Coronial court experts and undertakers acknowledge that for the coroner to delay releasing Sturgess’s body for twelve days from the July 17 post-mortem, through the July 19 coroner’s hearing, to the funeral date of July 30 is highly unusual. Equally exceptional, they believe, is Ridley’s attempt to conceal the date of his signature on the release form.  

Perry the undertaker refused to comment, claiming she was reluctant to provide any information about the funeral arrangements without the family’s permission. The Sturgess family and her companion Rowley are represented by London lawyers Michael Mansfield and Irene Nembhard, who are seeking a multi-million pound compensation agreement from the British Government. If the evidence for Novichok poisoning is exposed as doubtful or false, their money claim will fail.
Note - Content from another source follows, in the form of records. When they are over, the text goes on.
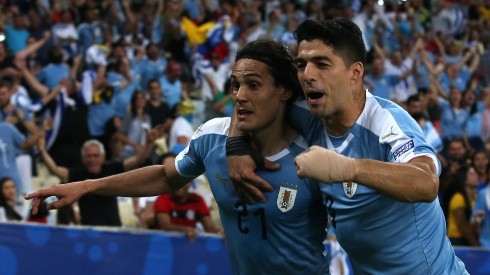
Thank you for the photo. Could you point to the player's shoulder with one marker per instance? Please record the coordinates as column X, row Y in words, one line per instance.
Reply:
column 217, row 126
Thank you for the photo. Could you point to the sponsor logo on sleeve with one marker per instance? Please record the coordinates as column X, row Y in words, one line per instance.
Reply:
column 403, row 149
column 350, row 189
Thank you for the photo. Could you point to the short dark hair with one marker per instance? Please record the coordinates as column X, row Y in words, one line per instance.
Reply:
column 342, row 35
column 279, row 60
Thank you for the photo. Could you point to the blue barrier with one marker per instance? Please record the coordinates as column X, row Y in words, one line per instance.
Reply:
column 41, row 249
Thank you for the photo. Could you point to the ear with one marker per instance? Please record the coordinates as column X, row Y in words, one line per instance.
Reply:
column 357, row 72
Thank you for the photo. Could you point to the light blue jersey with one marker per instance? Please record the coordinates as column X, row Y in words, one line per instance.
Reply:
column 483, row 204
column 283, row 236
column 382, row 235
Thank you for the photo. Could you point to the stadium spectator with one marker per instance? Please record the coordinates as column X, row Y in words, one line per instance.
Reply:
column 481, row 216
column 182, row 210
column 459, row 199
column 94, row 209
column 260, row 86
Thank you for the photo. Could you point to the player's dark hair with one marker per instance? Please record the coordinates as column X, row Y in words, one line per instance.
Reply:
column 342, row 35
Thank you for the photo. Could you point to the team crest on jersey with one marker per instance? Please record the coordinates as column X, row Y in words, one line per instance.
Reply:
column 286, row 198
column 350, row 189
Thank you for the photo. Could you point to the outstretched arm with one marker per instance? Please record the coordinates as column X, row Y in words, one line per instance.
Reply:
column 415, row 181
column 147, row 181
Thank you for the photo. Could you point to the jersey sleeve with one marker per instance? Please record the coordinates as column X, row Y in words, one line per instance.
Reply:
column 202, row 208
column 305, row 122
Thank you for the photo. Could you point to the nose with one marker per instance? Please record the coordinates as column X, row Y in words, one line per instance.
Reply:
column 309, row 73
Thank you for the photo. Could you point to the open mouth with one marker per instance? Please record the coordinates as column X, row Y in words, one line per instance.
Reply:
column 314, row 95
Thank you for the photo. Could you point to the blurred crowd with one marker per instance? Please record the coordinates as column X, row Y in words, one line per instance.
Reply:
column 140, row 76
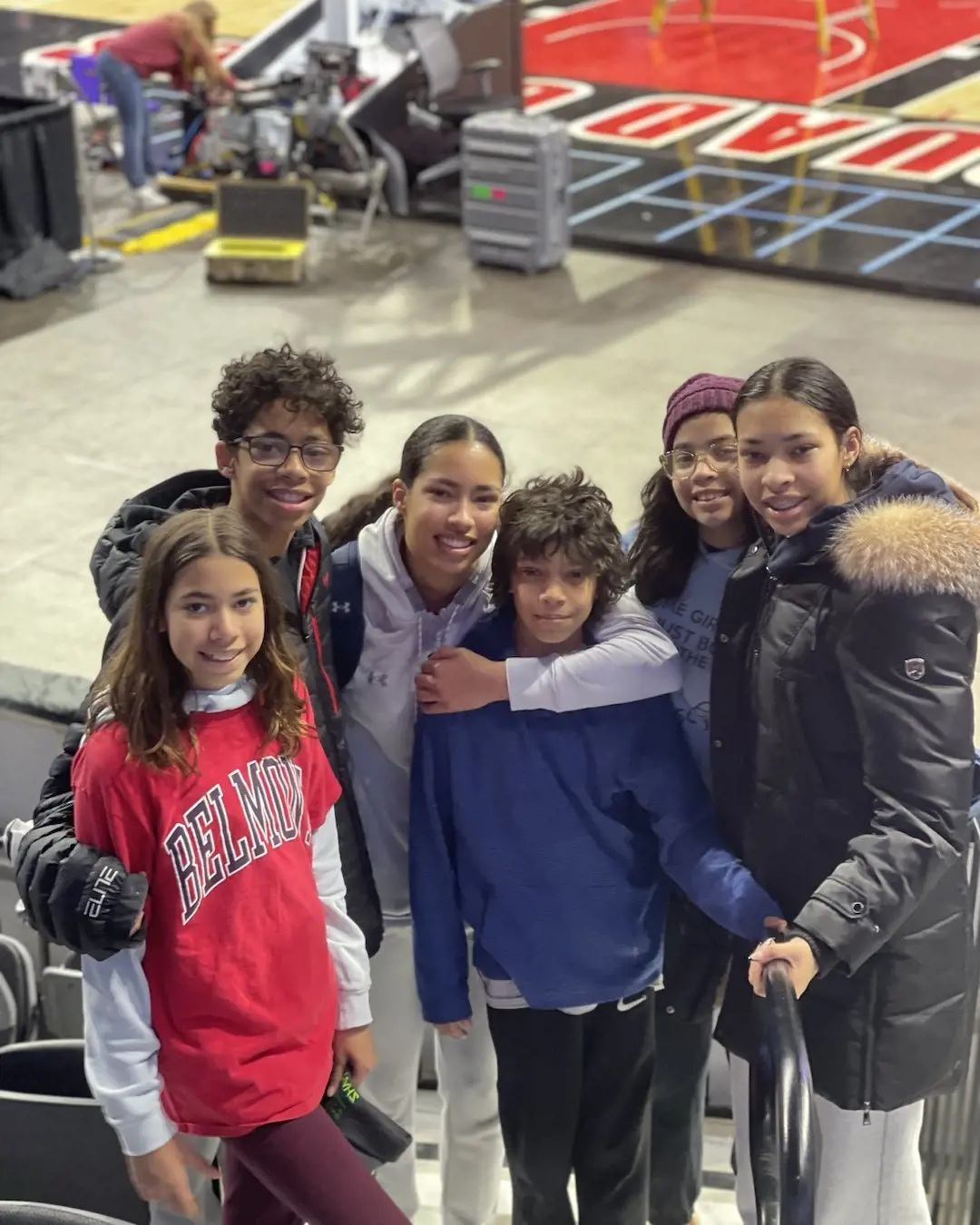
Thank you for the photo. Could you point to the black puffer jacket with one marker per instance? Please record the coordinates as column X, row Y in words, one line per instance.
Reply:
column 842, row 723
column 83, row 899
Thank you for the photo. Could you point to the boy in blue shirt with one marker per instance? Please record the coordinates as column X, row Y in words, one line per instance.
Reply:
column 552, row 836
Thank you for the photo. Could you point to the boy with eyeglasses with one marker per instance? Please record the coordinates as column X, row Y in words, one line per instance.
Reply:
column 282, row 418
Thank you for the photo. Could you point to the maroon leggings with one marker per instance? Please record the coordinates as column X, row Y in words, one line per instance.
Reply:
column 303, row 1170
For more details of their case, read the book [7],  and this update [8].

A source at the Salisbury crematorium, where Sturgess’s funeral was held on the afternoon of July 30 and where her body was cremated, said last week the body had been handed over to the undertakers sealed, and that the undertaker had done nothing more than place the sealed body bag into the coffin which was then delivered by White’s hearse to the crematorium chapel. The source added that he was given “government orders from London” for the handling of the cremation. He was assured of the safety of the crematorium staff,  he said, because the body had been sealed at handover and was sealed in the coffin at cremation.  He identified no other special measures.

One of two photographs published on July 30 by the Murdoch press, apparently the only ones of Dawn Sturgess’s coffin arriving at the Salisbury Crematorium in the afternoon of that day. The hearse belongs to Chris White Funeral Directors. A Sky News reporter claimed to have been told that “special health measures are in place to keep mourners safe at the funeral of the Amesbury novichok victim Dawn Sturgess.  There will be no pallbearers at the mother-of-three's cremation in Salisbury today, and her coffin will already be in place when people arrive. Public Health England has issued [9]advice to prevent mourners from being exposed to the nerve agent that led to Ms Sturgess' death.” This proved to be untrue, according to a SkyNews report [10]which followed an hour later.   A toxicology source says: “Novichok in tissue degrades, so nothing measurable would remain in cremation ashes.” If the tissue evidence proved Sturgess had not been poisoned by Novichok, the toxicologist adds that cremation would erase it.